I have been using Windows voice recognition with Windows 7 (given to me on a laptop by Yale, how nice) to copy research materials from paper copy into the computer. It's quite excellent but still erratic, maybe because the mike I'm using is an old VX1 that came with Dragon Naturally Speaking (version about 2) a long time ago. Still faster (for me) than typing -- since I can't look at the page I'm transcribing at the same time as I type (I'm a terrible typist) and between reading, switching focus to keyboard, forgetting what I read, switching back, remembering, typing, typing almost correct but in fact misremembered words, etc., etc., the VR is great.
But I have discovered a new use for the technology. I find that if you leave it on, with the microphone sitting on the desk, and do things like answer the phone, speak to someone at the door, root in a drawer, mutter imprecations under the breath, whistle-hum themes from Beethoven's 3rd, flush the toilet, climb stairs into the attic to look for something not there, the VR program will keep on listening, trying to make words of what it hears. It never types non-words, of course; all it knows are words. And I think the program has becomesophisticated enough to guess at grammatical strings -- it will guess a verb after a noun rather than another noun, etc.

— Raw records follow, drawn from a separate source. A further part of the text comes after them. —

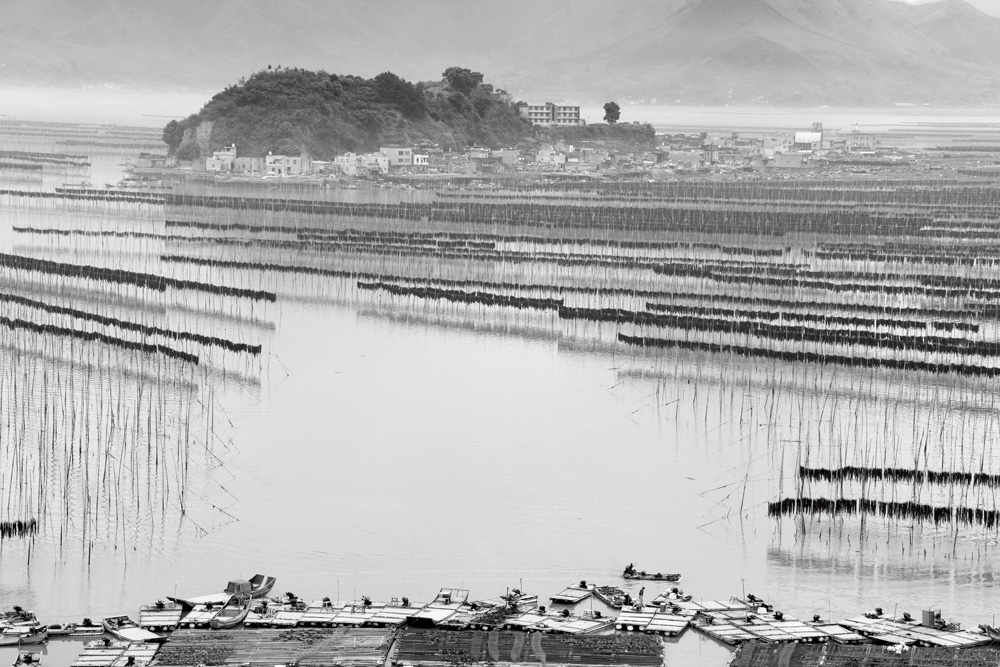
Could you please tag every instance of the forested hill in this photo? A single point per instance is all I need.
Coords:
(291, 110)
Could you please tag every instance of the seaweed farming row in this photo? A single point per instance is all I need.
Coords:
(905, 475)
(988, 518)
(121, 276)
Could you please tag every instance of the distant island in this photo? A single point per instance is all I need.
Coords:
(292, 111)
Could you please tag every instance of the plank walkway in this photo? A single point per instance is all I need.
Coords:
(758, 654)
(650, 619)
(308, 647)
(114, 654)
(890, 631)
(441, 647)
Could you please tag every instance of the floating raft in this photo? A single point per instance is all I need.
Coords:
(435, 647)
(736, 627)
(199, 617)
(911, 633)
(391, 616)
(348, 647)
(651, 620)
(162, 619)
(572, 595)
(758, 654)
(115, 654)
(447, 603)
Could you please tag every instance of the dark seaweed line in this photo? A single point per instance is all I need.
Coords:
(908, 475)
(892, 510)
(143, 280)
(486, 298)
(9, 529)
(787, 333)
(478, 236)
(49, 329)
(755, 280)
(983, 310)
(772, 315)
(64, 193)
(811, 357)
(132, 326)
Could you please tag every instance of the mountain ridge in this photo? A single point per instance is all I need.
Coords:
(774, 52)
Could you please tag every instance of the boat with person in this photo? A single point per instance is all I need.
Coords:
(261, 585)
(231, 614)
(128, 630)
(28, 658)
(631, 573)
(25, 633)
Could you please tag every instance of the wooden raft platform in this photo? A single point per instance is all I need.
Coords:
(889, 631)
(114, 654)
(758, 654)
(441, 647)
(299, 646)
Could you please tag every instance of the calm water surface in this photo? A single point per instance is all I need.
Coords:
(386, 449)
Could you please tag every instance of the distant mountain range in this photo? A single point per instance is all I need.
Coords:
(769, 52)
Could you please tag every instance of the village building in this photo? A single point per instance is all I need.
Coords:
(363, 165)
(688, 159)
(808, 141)
(398, 156)
(858, 142)
(249, 165)
(287, 165)
(221, 160)
(150, 161)
(547, 113)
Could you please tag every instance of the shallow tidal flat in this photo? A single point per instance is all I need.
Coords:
(785, 386)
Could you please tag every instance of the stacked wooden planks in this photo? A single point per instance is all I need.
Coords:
(306, 647)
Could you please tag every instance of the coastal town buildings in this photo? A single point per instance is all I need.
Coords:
(547, 113)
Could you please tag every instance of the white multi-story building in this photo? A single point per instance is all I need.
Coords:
(547, 113)
(398, 156)
(287, 165)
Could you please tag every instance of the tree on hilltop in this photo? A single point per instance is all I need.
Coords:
(612, 112)
(463, 80)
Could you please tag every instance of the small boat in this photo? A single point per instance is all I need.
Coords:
(261, 585)
(631, 573)
(27, 633)
(231, 614)
(28, 658)
(128, 630)
(991, 632)
(611, 595)
(76, 629)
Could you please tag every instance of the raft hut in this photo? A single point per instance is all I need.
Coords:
(651, 620)
(445, 605)
(586, 624)
(572, 595)
(160, 617)
(392, 615)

Which means that it can form a sort of Delphic function, sorting through or distilling from your life actions, producing ambiguous messages for you to interpret. It has the chance function of I Ching, the mystic-utterance quality of prophecy, the secret-life-revealed quality of Tarot. Just leave it on all day (don't look!) and check in to see what you can learn, or seem to learn, or convince yourself you may or might have learned. This could be big: the transcription of non-verbal life into words without intermediary.